El lo llevaba a todas partes, al principio, como un sobre de dama, bajo el brazo. Después, cargándolo como un bebé, envuelto en una pañoleta de lana de varios colores, que contrastaban con el gris parduzco del pequeño animal. Mas adelante, lo conducía atado a una cadena metálica, sujeta a un collar de cinta bebé de 5 cm de ancho, color verde amor. No lo abandonaba nunca. Los cerdos no viven tanto como los humanos. Cada minuto en la vida porcina, equivale a muchos más de la vida del hombre. Cada espacio de soledad, lo sufriría como una eternidad.
Varios, casi todos, lo despreciaban por esto.
El cerdo macho llegó a tomar dimensiones de gran escala. Ya no cabía en su cama de plaza y media.
Lo mordía fuerte, de noche, cuando el hambre lo desvelaba y lo olía en la oscuridad, desvanecido por el sueño, a su lado.
Pero él lo comprendía, e incluso sabía que Cachorro sentía pena cuando veía sus cicatrices y vendas, productos de sus ataques instintivos.

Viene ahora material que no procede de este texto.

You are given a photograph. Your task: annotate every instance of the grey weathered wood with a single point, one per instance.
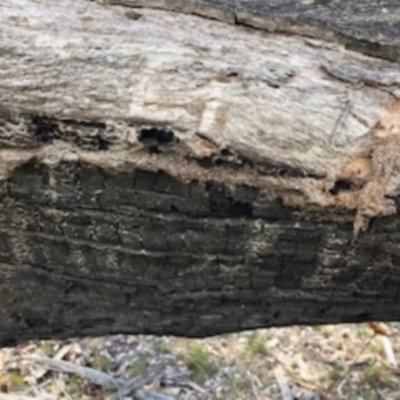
(169, 173)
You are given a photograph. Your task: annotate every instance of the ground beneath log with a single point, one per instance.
(354, 362)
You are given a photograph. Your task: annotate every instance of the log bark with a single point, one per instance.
(197, 167)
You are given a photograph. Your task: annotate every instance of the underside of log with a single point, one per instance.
(197, 167)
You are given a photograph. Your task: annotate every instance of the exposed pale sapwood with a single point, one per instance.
(171, 173)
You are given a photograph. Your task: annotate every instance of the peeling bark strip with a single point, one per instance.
(170, 174)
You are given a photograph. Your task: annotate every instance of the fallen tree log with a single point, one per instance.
(199, 167)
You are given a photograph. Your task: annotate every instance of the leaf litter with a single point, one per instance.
(348, 361)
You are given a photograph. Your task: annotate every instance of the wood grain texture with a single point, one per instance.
(371, 26)
(173, 174)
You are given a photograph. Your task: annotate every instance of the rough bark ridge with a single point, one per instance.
(169, 174)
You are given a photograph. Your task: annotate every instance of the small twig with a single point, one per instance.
(338, 385)
(253, 386)
(4, 396)
(97, 377)
(282, 383)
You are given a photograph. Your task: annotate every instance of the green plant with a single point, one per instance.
(102, 363)
(199, 363)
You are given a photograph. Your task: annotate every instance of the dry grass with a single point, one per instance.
(322, 362)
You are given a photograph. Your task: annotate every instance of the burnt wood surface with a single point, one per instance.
(127, 208)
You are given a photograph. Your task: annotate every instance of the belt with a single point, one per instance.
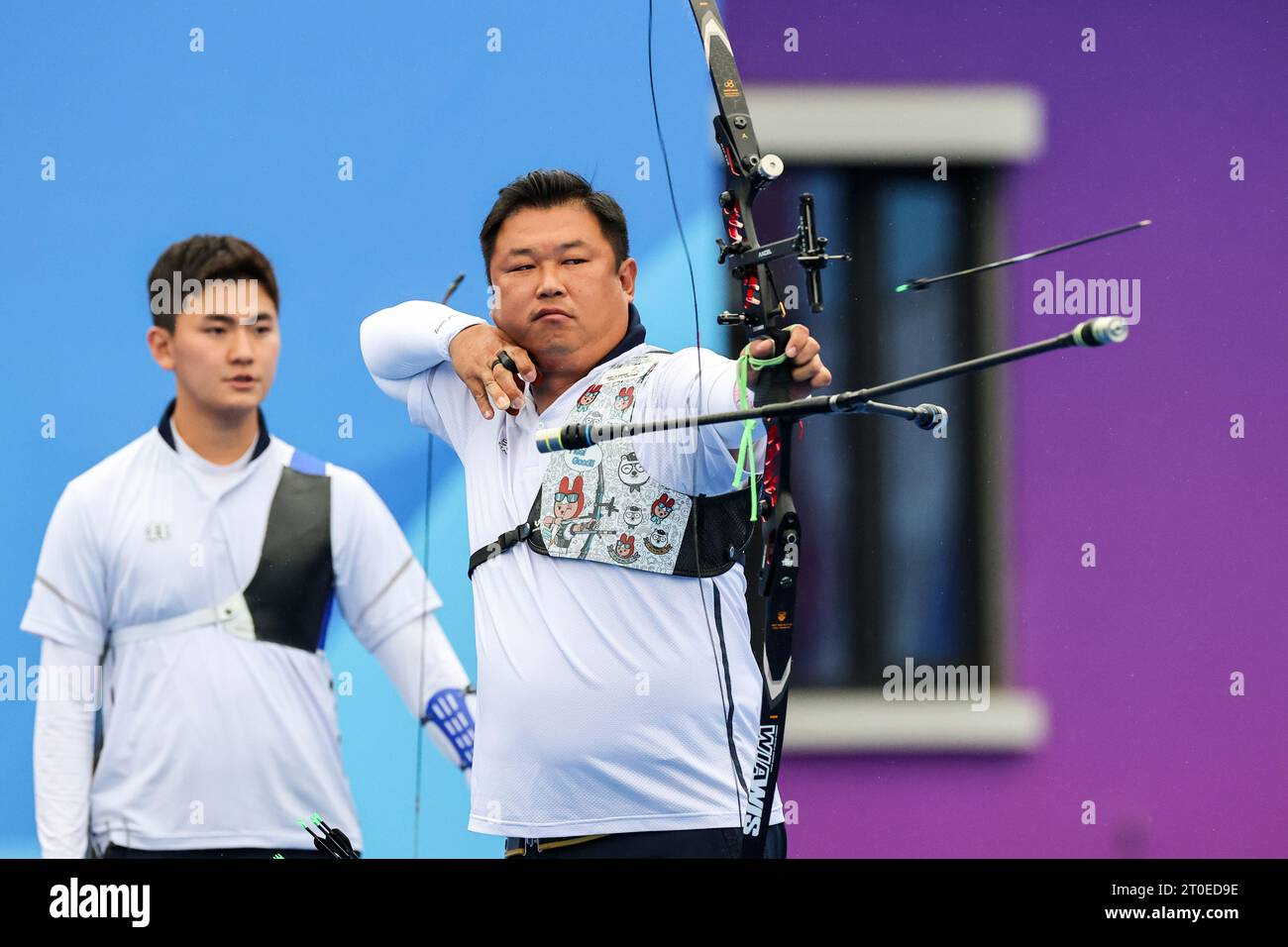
(515, 847)
(232, 613)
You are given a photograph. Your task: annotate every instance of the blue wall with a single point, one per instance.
(155, 142)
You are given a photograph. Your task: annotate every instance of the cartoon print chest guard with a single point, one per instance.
(288, 599)
(599, 504)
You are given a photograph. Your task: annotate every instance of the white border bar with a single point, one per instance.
(863, 720)
(983, 124)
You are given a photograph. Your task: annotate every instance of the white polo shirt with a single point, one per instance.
(211, 740)
(601, 689)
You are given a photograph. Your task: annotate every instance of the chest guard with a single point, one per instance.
(288, 599)
(599, 504)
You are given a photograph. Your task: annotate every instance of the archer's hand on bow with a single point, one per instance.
(477, 356)
(803, 354)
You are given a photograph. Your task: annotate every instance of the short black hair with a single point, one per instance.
(207, 257)
(552, 188)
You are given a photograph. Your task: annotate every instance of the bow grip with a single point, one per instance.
(776, 380)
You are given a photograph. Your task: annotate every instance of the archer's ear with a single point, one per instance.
(161, 346)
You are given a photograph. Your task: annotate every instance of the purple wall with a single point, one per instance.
(1129, 450)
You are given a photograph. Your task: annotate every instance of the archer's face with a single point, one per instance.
(557, 260)
(223, 351)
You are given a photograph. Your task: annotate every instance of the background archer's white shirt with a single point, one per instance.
(210, 740)
(599, 686)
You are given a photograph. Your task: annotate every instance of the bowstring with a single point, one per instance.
(725, 701)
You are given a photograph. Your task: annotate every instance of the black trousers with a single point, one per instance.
(121, 852)
(695, 843)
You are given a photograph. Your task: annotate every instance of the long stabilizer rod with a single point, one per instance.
(1104, 330)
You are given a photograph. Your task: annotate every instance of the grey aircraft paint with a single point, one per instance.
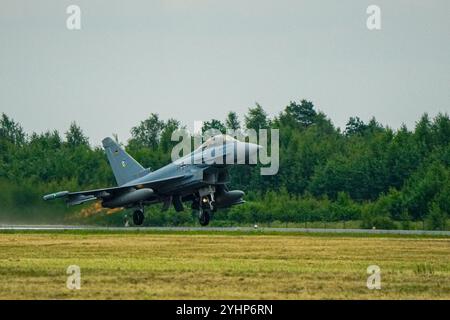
(198, 178)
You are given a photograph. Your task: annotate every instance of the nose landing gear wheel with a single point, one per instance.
(138, 217)
(203, 217)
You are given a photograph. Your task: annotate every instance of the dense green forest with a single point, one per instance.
(366, 175)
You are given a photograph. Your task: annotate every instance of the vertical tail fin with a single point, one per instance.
(124, 167)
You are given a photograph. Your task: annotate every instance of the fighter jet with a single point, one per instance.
(200, 178)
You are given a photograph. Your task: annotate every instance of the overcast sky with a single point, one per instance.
(198, 59)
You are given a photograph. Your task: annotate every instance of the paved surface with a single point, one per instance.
(230, 229)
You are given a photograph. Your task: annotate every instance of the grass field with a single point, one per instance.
(221, 266)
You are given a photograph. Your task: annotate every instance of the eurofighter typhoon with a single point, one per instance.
(200, 178)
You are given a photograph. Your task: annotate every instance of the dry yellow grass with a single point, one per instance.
(187, 266)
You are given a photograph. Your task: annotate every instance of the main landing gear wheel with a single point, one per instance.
(203, 217)
(138, 217)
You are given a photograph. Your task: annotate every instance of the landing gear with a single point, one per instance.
(138, 217)
(203, 217)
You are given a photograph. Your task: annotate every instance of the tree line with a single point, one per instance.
(366, 175)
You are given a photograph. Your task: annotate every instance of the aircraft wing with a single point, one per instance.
(79, 197)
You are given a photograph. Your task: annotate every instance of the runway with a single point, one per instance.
(219, 229)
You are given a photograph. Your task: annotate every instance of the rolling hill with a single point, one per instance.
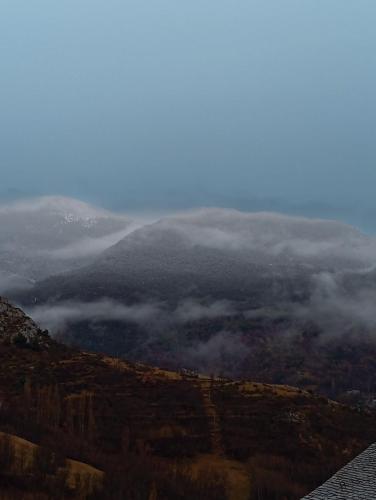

No le dieron el puesto de enfermería en el Rawson, por Cachorro, por su insisitencia en llevarlo al trabajo, y dejarlo en la sala de mantenimiento.
La señorita Angélica, que antes de la llegada del cerdo había mostrado interés en planificar una vida común entre ambos, que daba señales claras cuando se lo cruzaba en la feria, o a la salida de misa de once, de pretender una relación amorosa a pesar de los 39 años de diferencia que ella le llevaba, un día lo marcó para siempre con aquella perorata: "Hasta un ganso me banco. Un lagarto overo, tal vez. Pero un chancho del tamaño del Fiat 600 de mi finado sobrino Alberto, ah, no... Eso, mi querido, eso no".
"La gente es mala. No sabe lo que se pierden, no entienden", pensaba.
Era feliz, a pesar de todo.
Los que aman a los cerdos, los que acicalaron a uno alguna vez, los que vaciaron sus colonias en uno de estos especímenes, saben que el precio vale la pena.
"Si un día me muero, háganme salamines y bondiolas, y alimenten a Cachorro", escribió con una temblorosa cursiva (el animal le había arrebatado dos dedos, ignorando la abstinencia de carne, aquel lluvioso viernes santo). Firmó al terminar sus garabatos, impresos en un papel madera de envoltorio, con notables lamparones de sangre.
Con una delicadeza irreprochable, lo guardó en un cajón de su mesa de luz, en un sobre dirigido al "Sr. Luis Juez", como creía haber visto en varias películas, a los personajes que anunciaban su segura desaparición. Una carta sin efecto, lamentablemente. Se la comió Cachorro, el día de la tentación omnívora, junto al potus, el combinado, el mueble bajo mesada, el desodorante de ambientes y su antebrazo derecho.
Tres días después el ataque fue mortal.
Eso es lo malo de los porcinos: cuando les ataca el hambre, es dificil hacerlos entrar en razón.